Sitting by Designation


We note, additionally, that the regulations which Holt challenges were amended in February, 1973, and that detainers filed with the North Carolina authorities are now considered for notification purposes only. Moreover, the appellee has been unable to bring to our attention any fact which would indicate a reasonable expectation that the old regulation will be reinstated or that detainers will be referred to for any other purpose in the future. Cf., Defunis v. Odegaard, 416 U.S. 312, 318, 94 S.Ct. 1704, 40 L.Ed.2d 164 (1974)
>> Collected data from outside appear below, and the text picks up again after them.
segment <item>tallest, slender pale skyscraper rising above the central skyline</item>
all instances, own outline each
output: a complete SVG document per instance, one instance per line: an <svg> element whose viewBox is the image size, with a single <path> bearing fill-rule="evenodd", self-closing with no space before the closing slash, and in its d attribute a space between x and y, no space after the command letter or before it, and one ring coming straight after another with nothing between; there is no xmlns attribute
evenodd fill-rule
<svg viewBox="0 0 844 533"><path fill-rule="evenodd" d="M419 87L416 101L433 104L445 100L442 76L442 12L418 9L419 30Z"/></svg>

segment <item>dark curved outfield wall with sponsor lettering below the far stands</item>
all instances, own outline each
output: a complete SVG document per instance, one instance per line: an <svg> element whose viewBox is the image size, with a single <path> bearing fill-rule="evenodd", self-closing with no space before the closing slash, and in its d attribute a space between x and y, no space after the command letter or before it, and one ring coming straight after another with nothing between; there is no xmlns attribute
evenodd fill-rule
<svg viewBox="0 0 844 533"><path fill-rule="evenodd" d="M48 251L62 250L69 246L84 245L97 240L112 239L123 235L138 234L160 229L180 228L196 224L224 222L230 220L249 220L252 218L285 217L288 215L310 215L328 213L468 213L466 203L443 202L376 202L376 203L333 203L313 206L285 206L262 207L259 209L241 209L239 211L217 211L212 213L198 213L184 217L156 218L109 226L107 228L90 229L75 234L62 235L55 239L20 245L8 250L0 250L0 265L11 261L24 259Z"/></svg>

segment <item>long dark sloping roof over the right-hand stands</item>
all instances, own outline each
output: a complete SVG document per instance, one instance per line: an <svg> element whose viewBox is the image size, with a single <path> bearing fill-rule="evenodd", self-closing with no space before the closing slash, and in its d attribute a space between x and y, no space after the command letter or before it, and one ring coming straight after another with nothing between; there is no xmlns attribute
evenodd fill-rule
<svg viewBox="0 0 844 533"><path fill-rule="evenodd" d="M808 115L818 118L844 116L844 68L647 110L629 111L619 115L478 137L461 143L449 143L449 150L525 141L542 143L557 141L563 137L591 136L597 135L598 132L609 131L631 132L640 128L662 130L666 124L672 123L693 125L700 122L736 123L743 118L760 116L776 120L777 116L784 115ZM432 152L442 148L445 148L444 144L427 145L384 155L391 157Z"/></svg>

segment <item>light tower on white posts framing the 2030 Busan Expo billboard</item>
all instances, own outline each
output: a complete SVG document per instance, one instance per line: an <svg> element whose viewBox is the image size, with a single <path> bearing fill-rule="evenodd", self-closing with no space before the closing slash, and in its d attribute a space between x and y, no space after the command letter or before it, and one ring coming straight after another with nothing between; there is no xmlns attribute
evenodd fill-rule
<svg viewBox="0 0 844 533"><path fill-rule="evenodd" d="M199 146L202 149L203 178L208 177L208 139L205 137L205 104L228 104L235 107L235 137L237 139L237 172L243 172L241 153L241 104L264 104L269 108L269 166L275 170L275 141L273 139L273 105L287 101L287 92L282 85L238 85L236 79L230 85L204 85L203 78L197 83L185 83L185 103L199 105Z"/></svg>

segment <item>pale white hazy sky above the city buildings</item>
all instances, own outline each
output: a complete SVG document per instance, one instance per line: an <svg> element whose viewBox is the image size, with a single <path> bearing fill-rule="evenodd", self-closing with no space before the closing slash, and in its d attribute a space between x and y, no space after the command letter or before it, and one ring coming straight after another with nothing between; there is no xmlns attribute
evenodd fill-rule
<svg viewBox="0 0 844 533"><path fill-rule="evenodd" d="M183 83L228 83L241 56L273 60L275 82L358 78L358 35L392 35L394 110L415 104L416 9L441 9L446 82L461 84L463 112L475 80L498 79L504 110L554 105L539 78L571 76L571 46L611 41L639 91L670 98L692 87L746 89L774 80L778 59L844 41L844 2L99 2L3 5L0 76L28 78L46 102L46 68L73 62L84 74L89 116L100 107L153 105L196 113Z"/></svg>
The court in Sosna did go on to note that "(t)here may be cases in which the controversy involving the named plaintiffs is such that it becomes moot as to them before the District Court can reasonably be expected to rule on a certification motion" in which case the certification may relate back. 419 U.S. at 402, n. 11, 95 S.Ct. at 559. It is sufficient for our purposes here, however, that there is nothing to indicate that this is such a case. Holt's case as it concerned equitable relief was moot before the class was ever certified. Also applicable here is this sentence from Weinstein, 423 U.S. p. 149, 96 S.Ct. at p. 349: "While petitioners will continue to administer the North Carolina parole system with respect to those who at any given moment are subject to their jurisdiction, there is no demonstrated probability that respondent will again be among that number."